KINGSTON – The Rhode Island Consortium for Nano-science and Nanotechnology was established in 2010 by Congress, which conjoined the University of Rhode Island and Brown University to perform research on this developing science. In an interview with Rachel Simon, a first year graduate student in electrical engineering at URI, she explains her work with nano-medicine and her research into the use of nano-particles to treat cancer.

“One of the huge problems with currently existing cancer treatments is that they’ve been working at the wrong scale,” said Simon. “For example, with radiation, you have to expose healthy tissue as well as the tumor you’re trying to kill. However, nanotechnology lets us get down to the actual cellular level to possibly only kill the tumor.”

Simon and her student group have been working with data developed by faculty, which shows that cancer cells are absorbing these nano-particles successfully. Through their research so far, what has been shown is that by using grown cancer cells in the lab, then applying these nano-particles to them, the nano-particles can successfully pierce through the cell. Today, they have moved onto trying to figure out how to deliver this new treatment in the human body.
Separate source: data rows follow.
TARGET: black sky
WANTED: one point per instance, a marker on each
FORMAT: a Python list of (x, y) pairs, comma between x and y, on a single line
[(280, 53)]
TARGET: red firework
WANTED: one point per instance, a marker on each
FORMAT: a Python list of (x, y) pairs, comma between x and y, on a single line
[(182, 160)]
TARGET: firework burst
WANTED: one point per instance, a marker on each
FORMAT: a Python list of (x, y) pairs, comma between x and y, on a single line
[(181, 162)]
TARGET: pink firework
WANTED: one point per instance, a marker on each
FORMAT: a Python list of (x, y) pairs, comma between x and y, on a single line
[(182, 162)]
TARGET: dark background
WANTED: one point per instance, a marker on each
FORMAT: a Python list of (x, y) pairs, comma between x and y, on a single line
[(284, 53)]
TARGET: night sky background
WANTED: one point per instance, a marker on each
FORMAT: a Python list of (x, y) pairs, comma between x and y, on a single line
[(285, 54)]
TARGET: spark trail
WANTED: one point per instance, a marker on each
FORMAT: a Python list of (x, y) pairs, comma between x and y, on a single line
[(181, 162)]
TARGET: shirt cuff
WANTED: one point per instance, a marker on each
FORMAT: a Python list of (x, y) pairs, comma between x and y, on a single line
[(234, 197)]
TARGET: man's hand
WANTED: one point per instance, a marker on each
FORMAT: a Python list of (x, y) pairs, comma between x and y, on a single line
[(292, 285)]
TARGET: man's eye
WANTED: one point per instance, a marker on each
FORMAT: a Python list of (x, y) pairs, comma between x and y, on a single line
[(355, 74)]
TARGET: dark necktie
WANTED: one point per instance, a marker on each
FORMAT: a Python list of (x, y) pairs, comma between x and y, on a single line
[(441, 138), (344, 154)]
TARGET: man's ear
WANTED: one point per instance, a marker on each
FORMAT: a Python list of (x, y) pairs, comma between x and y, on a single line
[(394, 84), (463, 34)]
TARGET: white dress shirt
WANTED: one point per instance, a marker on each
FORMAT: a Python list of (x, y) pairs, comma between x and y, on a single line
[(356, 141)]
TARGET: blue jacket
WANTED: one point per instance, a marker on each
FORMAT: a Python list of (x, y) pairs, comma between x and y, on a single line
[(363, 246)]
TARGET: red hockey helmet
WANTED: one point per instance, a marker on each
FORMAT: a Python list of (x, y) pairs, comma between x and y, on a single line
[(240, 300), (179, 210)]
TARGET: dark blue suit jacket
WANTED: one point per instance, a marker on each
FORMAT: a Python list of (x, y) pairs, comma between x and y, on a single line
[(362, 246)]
“So in real life, we have to be able to inject this into the bloodstream and make sure that the nano-particles will work well in human blood,” said Simon. “We’ve started off by taking these nano-particles and breaking down human blood, which can be very complex because human blood has a number of components.”

Simon explained how they are going through this process step by step. First, they have tried seeing how nano-particles interact with the salts dissolved in blood and the next step was protein, and so on. They will go through this process with every component in human blood.

 

Photo credit by Kelsey Maloney

Simon and her group are using a number of nanotechnology instruments and tools to perform these tasks. One of them being a tool called Dynamic Light Scattering, which is a way of estimating the size of nano-particles. Another tool is called the Transmission Electron Microscope (TEM), which allows them to visualize the nano-particles.

“The TEM is a very impressive tool considering that these nano-particles are about a thousand times smaller than the width of a human hair,” said Simon.